Why this is important to Wisconsin businesses: In particular, South Korean consumers are interested in dairy products and baked goods from abroad.
The South Korean market is considered the leading destination of U.S. agricultural and food product shipments and the fifth-largest export market in the world. Regarding the U.S dairy industry specifically, South Korea’s imports from the U.S. of milk/cream and whey amounted to $29 million in 2017, while those of cheese, curd and butter reached $213 million. As South Koreans’ diets westernize (especially those of women age 19 to 29), more South Koreans are eating bread with meals, and the market for bakery products is growing. Furthermore, in the past, cheese has historically been considered a health supplement food for children, now more South Koreans are pairing cheese with wine or other beverages as a snack (a trend that has also become popular on social media with recipes and suggested pairings).

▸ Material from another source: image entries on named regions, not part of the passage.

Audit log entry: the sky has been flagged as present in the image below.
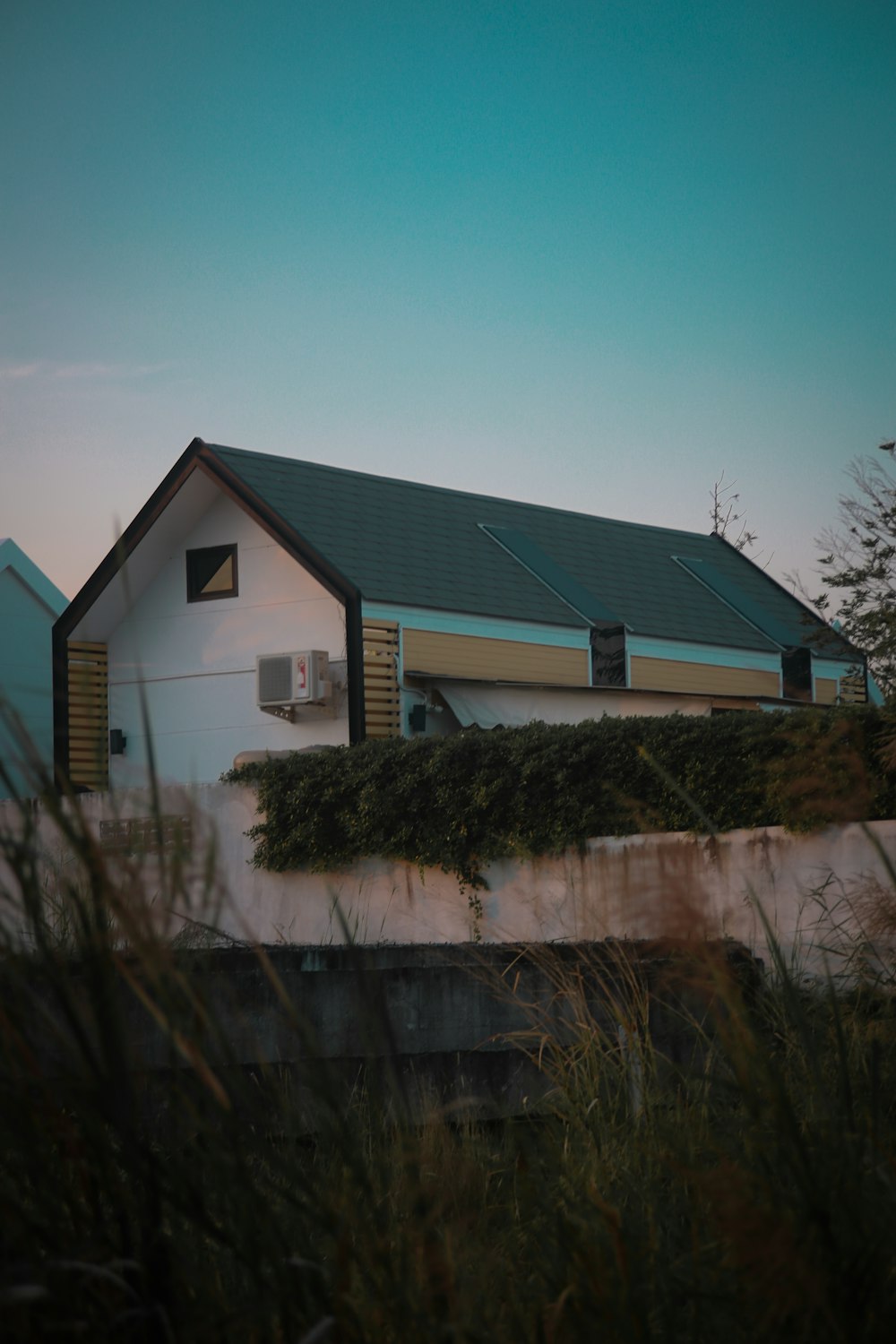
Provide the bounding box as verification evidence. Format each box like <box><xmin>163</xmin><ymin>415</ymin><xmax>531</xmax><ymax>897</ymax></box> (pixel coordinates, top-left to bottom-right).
<box><xmin>0</xmin><ymin>0</ymin><xmax>896</xmax><ymax>597</ymax></box>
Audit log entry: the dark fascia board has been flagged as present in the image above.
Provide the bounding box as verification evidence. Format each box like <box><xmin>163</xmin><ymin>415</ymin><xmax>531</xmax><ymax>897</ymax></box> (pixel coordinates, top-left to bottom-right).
<box><xmin>200</xmin><ymin>440</ymin><xmax>366</xmax><ymax>742</ymax></box>
<box><xmin>52</xmin><ymin>438</ymin><xmax>364</xmax><ymax>761</ymax></box>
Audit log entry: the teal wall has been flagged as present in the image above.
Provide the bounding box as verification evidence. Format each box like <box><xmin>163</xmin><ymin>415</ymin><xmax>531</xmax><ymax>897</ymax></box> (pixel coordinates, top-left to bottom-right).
<box><xmin>0</xmin><ymin>543</ymin><xmax>65</xmax><ymax>798</ymax></box>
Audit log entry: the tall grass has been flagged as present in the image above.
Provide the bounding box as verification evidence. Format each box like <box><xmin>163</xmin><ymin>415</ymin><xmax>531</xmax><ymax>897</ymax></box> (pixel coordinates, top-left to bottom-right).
<box><xmin>0</xmin><ymin>715</ymin><xmax>896</xmax><ymax>1344</ymax></box>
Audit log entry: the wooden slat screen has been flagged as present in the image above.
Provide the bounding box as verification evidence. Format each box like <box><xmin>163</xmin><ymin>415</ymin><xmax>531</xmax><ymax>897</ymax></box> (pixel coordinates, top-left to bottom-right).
<box><xmin>364</xmin><ymin>621</ymin><xmax>401</xmax><ymax>738</ymax></box>
<box><xmin>815</xmin><ymin>676</ymin><xmax>837</xmax><ymax>704</ymax></box>
<box><xmin>68</xmin><ymin>640</ymin><xmax>108</xmax><ymax>792</ymax></box>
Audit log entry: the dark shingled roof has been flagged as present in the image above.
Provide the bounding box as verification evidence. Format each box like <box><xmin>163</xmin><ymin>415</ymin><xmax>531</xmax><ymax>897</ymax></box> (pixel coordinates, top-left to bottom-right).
<box><xmin>204</xmin><ymin>444</ymin><xmax>850</xmax><ymax>658</ymax></box>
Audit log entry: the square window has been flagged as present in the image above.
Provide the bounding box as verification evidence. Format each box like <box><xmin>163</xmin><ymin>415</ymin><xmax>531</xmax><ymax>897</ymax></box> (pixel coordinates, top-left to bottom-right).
<box><xmin>186</xmin><ymin>545</ymin><xmax>239</xmax><ymax>602</ymax></box>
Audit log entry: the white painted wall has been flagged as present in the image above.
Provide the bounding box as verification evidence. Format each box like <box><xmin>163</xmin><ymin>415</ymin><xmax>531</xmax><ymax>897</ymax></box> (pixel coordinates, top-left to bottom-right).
<box><xmin>108</xmin><ymin>495</ymin><xmax>348</xmax><ymax>789</ymax></box>
<box><xmin>0</xmin><ymin>785</ymin><xmax>896</xmax><ymax>976</ymax></box>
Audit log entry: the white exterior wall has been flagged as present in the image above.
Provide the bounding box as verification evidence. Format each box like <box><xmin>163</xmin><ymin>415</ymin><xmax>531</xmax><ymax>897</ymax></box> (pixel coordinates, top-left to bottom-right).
<box><xmin>108</xmin><ymin>495</ymin><xmax>348</xmax><ymax>788</ymax></box>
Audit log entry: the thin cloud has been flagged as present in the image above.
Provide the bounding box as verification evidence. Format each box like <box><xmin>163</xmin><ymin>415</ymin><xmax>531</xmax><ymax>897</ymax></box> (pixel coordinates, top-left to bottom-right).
<box><xmin>0</xmin><ymin>365</ymin><xmax>40</xmax><ymax>383</ymax></box>
<box><xmin>0</xmin><ymin>359</ymin><xmax>169</xmax><ymax>383</ymax></box>
<box><xmin>52</xmin><ymin>365</ymin><xmax>168</xmax><ymax>378</ymax></box>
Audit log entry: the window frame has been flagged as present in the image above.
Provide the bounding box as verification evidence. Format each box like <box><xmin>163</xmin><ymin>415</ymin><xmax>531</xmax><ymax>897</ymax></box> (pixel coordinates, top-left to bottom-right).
<box><xmin>186</xmin><ymin>542</ymin><xmax>239</xmax><ymax>602</ymax></box>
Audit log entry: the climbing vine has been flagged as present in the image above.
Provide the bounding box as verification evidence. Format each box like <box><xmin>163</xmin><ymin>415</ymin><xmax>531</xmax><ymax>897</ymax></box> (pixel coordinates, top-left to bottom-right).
<box><xmin>224</xmin><ymin>709</ymin><xmax>896</xmax><ymax>900</ymax></box>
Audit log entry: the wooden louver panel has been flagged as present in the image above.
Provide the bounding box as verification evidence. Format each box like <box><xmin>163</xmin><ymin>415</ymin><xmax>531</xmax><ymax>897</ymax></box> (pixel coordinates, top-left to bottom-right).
<box><xmin>840</xmin><ymin>669</ymin><xmax>868</xmax><ymax>704</ymax></box>
<box><xmin>364</xmin><ymin>621</ymin><xmax>401</xmax><ymax>738</ymax></box>
<box><xmin>68</xmin><ymin>640</ymin><xmax>108</xmax><ymax>792</ymax></box>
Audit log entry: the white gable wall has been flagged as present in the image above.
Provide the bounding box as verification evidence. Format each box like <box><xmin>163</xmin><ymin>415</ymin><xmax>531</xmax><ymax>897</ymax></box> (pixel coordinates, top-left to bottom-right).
<box><xmin>108</xmin><ymin>495</ymin><xmax>348</xmax><ymax>788</ymax></box>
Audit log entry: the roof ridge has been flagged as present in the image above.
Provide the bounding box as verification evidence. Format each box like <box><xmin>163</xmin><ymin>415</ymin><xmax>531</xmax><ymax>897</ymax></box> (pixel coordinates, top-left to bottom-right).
<box><xmin>205</xmin><ymin>444</ymin><xmax>713</xmax><ymax>540</ymax></box>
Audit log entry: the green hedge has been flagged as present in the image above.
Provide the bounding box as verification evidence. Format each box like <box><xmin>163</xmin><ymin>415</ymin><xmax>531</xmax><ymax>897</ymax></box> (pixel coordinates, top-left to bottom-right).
<box><xmin>223</xmin><ymin>709</ymin><xmax>896</xmax><ymax>889</ymax></box>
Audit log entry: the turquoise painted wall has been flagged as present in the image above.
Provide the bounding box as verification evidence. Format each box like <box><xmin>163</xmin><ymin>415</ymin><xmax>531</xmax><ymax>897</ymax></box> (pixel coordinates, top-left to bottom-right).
<box><xmin>0</xmin><ymin>540</ymin><xmax>67</xmax><ymax>798</ymax></box>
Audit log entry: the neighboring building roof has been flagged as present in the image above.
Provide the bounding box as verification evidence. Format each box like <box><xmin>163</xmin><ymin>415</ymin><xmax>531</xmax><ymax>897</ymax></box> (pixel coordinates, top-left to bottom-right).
<box><xmin>0</xmin><ymin>537</ymin><xmax>68</xmax><ymax>617</ymax></box>
<box><xmin>56</xmin><ymin>438</ymin><xmax>861</xmax><ymax>667</ymax></box>
<box><xmin>202</xmin><ymin>445</ymin><xmax>852</xmax><ymax>656</ymax></box>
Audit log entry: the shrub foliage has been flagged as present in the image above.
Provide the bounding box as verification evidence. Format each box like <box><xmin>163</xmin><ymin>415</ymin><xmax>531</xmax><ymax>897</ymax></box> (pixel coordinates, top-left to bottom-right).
<box><xmin>224</xmin><ymin>709</ymin><xmax>896</xmax><ymax>889</ymax></box>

As demand for dairy products increases in South Korea, cheese is featuring more heavily on restaurant and foodservice menus, in dishes such as hamburgers, beverages, bakery cheeses and even local traditional food. In addition, domestic dairy producers such as Mail Dairy and Hankook Yakult have introduced new cheese products such as camembert, brie and mozzarella, while emphasizing that they use only local milk to make these natural cheeses.
South Korea’s dairy market is very dependent on imports of both finished products and ingredients, especially in cheese. South Korean consumers focus on quality first and then price, with numerous types of cheeses and fermented products available via hypermarket chains, online stores, etc. Furthermore, as South Korean consumers travel overseas, they have a chance to taste international brands. Wisconsin companies can find numerous opportunities to increase sales of their boutique dairy products in the South Korean market.